Set in the elegant world of high-end art and antique dealers, Giuseppe Tornatore’s The Best Offer is a romantic thriller that plays out like a cross between Hugo and Vertigo, with a bit of Her thrown in. It’s the fablelike tale of Virgil Oldman (a compellingly agitated Geoffrey Rush), a world-class auctioneer and appraiser with an uncanny eye for overlooked treasures. He can quickly tell if a nondescript slab of wood has a Renaissance painting hidden beneath it, or if a random piece of metal discarded in a corner might have belonged, once upon a time, to some wondrous (and valuable) contraption. And like most movie savants of this type, he also can’t stand people. But, as you might expect, that’s about to change.
Enter Claire Ibbetson (Sylvia Hoeks), a mysterious heiress who refuses to go outside or let anyone see her. Seeming to communicate only via phone and through walls, she hires Oldman to evaluate and auction off her estate full of priceless furniture and paintings and arcana – including, most fascinating to him, a set of rusty old gears that may once have belonged to an antique machine, perhaps an automaton. As he catalogs Claire’s estate, Oldman stashes away more bits and pieces of gears he finds, taking them to his repairman pal Robert (Jim Sturgess) to put together. But before things get too Da Vinci Code on us, Oldman becomes intrigued by the mercurial Claire as well. She has a youngish, alluring voice, with an ever-so-slight accent. Comfortable only in assessing what he can see, our hero finds himself obsessed with this invisible girl, and, with a little advice from the womanizing Robert, he slowly helps Claire come out of her shell …

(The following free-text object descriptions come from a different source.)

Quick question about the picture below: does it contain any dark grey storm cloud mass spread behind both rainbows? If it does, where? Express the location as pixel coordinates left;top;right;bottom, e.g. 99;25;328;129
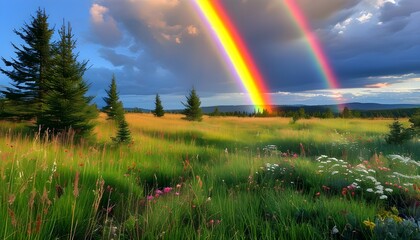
87;0;420;98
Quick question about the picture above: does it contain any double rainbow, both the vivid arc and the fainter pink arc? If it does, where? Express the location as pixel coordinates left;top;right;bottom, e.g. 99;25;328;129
194;0;338;111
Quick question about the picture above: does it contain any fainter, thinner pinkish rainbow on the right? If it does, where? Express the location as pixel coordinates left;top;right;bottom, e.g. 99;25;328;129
283;0;339;89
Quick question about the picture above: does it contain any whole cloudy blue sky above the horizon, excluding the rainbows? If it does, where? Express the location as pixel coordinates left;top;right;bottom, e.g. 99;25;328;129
0;0;420;109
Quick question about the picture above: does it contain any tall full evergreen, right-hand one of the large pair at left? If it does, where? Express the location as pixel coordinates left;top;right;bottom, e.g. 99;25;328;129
38;23;98;137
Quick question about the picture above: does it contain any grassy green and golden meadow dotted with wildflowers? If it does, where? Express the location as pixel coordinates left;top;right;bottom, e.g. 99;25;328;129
0;114;420;239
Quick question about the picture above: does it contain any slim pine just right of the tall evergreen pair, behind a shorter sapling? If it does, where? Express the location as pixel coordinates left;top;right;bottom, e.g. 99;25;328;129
102;75;123;120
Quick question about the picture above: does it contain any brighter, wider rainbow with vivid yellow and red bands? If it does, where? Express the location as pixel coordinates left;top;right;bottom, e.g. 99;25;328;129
194;0;272;111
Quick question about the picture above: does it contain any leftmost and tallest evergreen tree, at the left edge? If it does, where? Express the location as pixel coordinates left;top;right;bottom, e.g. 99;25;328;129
0;9;54;118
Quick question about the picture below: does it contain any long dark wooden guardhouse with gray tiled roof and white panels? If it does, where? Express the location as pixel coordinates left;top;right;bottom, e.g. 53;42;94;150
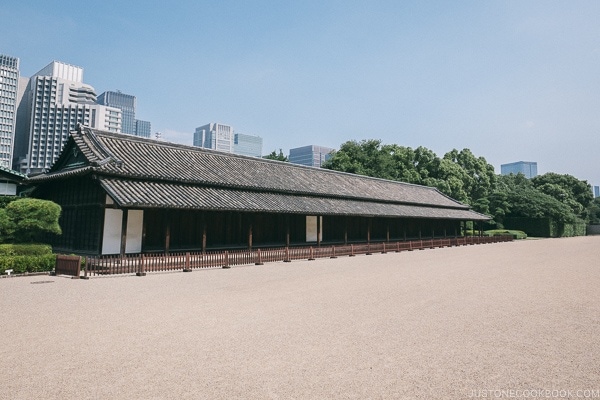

Ack, I’ve already said too much. Part of the pleasure in watching The Best Offer is the elegant, unassumingly suspenseful way it unfolds. You never quite know where it’s all headed, in part because it never quite tells you what kind of movie it is. I called it a “romantic thriller,†but there’s a lot more movie here than that. Yes, it works the obsession angle, à la Vertigo and any number of other films, but at times it also feels like something more subtly cutting — a relationship drama about two mismatched, fearful souls who never quite know how to behave around each other. The film’s Old World atmospherics — decaying mansions, elegantly appointed auction rooms, etc. — help draw us in, to be sure. But it’s Rush’s performance, pitched at the nervous edge between scared uncertainty and romantic possibility, that keeps things emotionally grounded. (It also helps that the film sports a soundtrack by the great Ennio Morricone, whose versatility is in full force here; his lovely score veers between lush romanticism and creeping dread.)
Tornatore, who was one of the more successful foreign directors to release films during the nineties, often likes to depict the clash of the old and the new. But he’s a classicist and traditionalist at heart, so his sympathies generally lie with the (sometimes delusional) old men who link us to the past: Philippe Noiret’s Alfredo in Cinema Paradiso, Marcello Mastroianni’s Matteo in Everybody’s Fine (the original, not the De Niro remake). Here, too, he redeems Oldman (ha-ha, get it?), who, for all his paralysis and snootiness, is a figure of pure innocence. His stuffed-shirt paralysis is a byproduct of his fear and inability to connect. At nights he sits in a secret vault full of invaluable master paintings he’s acquired over the years, some of them by trickery; the paintings span across the centuries and they all depict beautiful women looking straight out from the canvas. He finds comfort in their questioning, but unchanging gazes. In real life, this would be unnervingly creepy; in this director’s world, it’s beautiful, nobly stunted behavior.
The timelessness Oldman responds to in those artworks informs the queasiness he feels around the uncertain figure of Claire, and this tension works, subtly, on us, too. But different viewers will respond to Tornatore’s teasings differently: I found myself mostly enraptured and unable to guess what was coming next, though I’m sure there are those out there to whom The Best Offer will feel predictable. But none of that quite matters, because even as he loads up on the genre machinations and metaphors, Tornatore is wise enough to stay fixed on the central characters’ ever-evolving pas de deux of attraction and fear. Does The Best Offer ultimately add up to anything? I’m not sure. But its stately, romantic suspense is absorbing nonetheless.